Vol. 4, Issue 4 (2019)
Bionomics and biorational management of Singhara beetle, Galerucella birmanica Jacoby, a potential threat to water chestnut production in India
Author(s): Jaydeep Halder, AB Rai, Deepak Kushwaha
Abstract: Water chestnut or ‘Singhara’ or ‘Paniphal’, is an important annual aquatic vegetable in many parts of India. The plant was severely infested by Singhara beetle, Galerucella birmanica during July to November in Varanasi region. Almost 100% plants and 70 – 80% leaves were infested by the grubs and adults of this beetle. Under laboratory conditions the biology of the pest revealed that, the incubation, larval and pupal periods were 4.15 ± 0.56, 12.75 ± 0.80 and 2.80 ± 0.40 days, respectively.
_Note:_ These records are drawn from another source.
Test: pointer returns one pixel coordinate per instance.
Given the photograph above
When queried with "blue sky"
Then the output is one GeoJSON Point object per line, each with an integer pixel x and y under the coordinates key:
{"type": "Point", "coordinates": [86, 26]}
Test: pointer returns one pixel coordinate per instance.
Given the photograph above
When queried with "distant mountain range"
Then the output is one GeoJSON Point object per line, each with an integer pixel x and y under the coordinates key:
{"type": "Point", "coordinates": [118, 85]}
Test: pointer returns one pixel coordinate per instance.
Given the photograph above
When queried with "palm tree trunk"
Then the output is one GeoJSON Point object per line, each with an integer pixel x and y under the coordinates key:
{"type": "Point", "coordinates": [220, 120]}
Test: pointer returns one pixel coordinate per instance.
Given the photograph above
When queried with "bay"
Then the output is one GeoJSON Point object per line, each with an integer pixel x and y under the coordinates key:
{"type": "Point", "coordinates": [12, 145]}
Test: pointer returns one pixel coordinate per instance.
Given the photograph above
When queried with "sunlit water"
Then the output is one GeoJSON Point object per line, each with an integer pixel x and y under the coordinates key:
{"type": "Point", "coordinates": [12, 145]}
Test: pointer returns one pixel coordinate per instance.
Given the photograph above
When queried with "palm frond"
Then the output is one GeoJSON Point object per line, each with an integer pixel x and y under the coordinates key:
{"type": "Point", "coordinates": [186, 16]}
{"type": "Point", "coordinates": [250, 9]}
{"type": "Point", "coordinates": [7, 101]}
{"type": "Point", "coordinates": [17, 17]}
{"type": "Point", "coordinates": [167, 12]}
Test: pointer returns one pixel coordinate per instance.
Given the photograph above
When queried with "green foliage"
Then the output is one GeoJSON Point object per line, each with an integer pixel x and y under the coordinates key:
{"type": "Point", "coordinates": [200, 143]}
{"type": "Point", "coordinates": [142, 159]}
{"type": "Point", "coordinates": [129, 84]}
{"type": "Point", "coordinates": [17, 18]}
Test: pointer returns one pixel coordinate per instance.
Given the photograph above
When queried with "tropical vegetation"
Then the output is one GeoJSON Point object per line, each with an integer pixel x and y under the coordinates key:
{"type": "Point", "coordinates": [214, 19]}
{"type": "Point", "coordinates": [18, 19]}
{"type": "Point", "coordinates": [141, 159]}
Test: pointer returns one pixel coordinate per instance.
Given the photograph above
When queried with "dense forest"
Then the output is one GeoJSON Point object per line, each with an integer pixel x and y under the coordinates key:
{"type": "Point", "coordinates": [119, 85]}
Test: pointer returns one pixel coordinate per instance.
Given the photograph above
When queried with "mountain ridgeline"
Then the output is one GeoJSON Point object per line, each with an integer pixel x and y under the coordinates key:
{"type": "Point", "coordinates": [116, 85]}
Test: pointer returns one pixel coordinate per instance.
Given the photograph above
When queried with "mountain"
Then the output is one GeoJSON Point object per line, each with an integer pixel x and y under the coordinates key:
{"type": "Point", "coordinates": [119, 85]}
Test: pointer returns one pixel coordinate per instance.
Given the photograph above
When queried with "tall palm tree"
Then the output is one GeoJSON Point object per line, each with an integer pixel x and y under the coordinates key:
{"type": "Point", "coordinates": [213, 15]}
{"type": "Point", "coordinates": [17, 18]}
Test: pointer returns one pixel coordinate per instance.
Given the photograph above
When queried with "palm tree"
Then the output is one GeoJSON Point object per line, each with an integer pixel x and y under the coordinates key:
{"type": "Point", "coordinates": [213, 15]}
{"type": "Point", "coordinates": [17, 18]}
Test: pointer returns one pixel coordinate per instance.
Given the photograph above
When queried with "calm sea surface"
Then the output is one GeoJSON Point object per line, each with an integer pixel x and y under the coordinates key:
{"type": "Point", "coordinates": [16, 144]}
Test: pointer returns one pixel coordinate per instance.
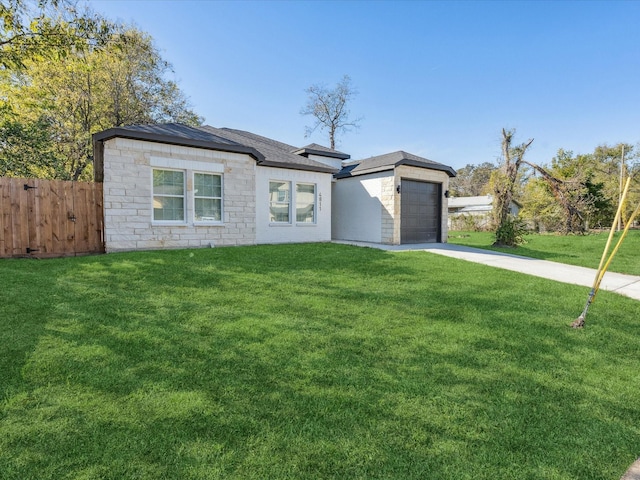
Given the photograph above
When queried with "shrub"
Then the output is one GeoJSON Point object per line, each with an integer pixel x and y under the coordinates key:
{"type": "Point", "coordinates": [511, 232]}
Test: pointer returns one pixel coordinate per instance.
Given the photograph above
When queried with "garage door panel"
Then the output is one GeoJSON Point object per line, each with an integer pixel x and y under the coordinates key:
{"type": "Point", "coordinates": [420, 212]}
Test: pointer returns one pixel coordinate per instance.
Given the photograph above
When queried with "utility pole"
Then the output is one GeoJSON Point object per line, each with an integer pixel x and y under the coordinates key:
{"type": "Point", "coordinates": [620, 190]}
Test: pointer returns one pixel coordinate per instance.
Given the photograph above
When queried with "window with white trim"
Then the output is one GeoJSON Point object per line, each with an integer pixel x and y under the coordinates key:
{"type": "Point", "coordinates": [207, 197]}
{"type": "Point", "coordinates": [168, 195]}
{"type": "Point", "coordinates": [305, 203]}
{"type": "Point", "coordinates": [279, 202]}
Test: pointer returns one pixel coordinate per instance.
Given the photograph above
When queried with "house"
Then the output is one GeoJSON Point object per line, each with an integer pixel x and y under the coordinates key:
{"type": "Point", "coordinates": [395, 198]}
{"type": "Point", "coordinates": [175, 186]}
{"type": "Point", "coordinates": [474, 213]}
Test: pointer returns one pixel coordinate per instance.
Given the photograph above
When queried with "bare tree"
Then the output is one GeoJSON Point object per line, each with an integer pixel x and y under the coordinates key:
{"type": "Point", "coordinates": [571, 195]}
{"type": "Point", "coordinates": [329, 108]}
{"type": "Point", "coordinates": [504, 181]}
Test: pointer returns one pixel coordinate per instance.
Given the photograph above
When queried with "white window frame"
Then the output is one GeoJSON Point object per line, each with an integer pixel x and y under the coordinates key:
{"type": "Point", "coordinates": [183, 196]}
{"type": "Point", "coordinates": [221, 198]}
{"type": "Point", "coordinates": [315, 203]}
{"type": "Point", "coordinates": [289, 202]}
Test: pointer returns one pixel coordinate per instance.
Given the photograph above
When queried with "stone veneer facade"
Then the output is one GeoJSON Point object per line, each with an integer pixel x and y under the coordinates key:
{"type": "Point", "coordinates": [128, 196]}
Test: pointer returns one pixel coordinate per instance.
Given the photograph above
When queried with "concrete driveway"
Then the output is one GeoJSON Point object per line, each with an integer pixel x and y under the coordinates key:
{"type": "Point", "coordinates": [628, 285]}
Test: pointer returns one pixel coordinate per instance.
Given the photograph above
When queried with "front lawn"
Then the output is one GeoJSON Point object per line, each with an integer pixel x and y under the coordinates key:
{"type": "Point", "coordinates": [310, 361]}
{"type": "Point", "coordinates": [581, 250]}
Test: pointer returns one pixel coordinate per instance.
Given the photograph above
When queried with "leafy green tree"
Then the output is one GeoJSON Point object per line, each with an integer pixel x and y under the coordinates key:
{"type": "Point", "coordinates": [46, 29]}
{"type": "Point", "coordinates": [25, 147]}
{"type": "Point", "coordinates": [91, 90]}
Adult females lived longer (21.10 ± 1.57 days) than the males (16.38 ± 0.77). Gravid females laid on an average 90.4 ± 14.67 eggs, whereas egg viability was 58.9 ± 3.75 per cent. Amongst the different biopesticides tested, neem oil was found most promising having lowest median lethal time of 17.32 h followed by Metarhizium anisopliae IIVR strain (52.67 h). Combinations of these entomopathogenic fungi (EPF) and neem oil (1:1) had lower LT50 values than each of their individual indicating the compatibility among them. The present study will be helpful in developing future integrated management strategies of this nefarious pest in India relevant to aquatic cropping systems.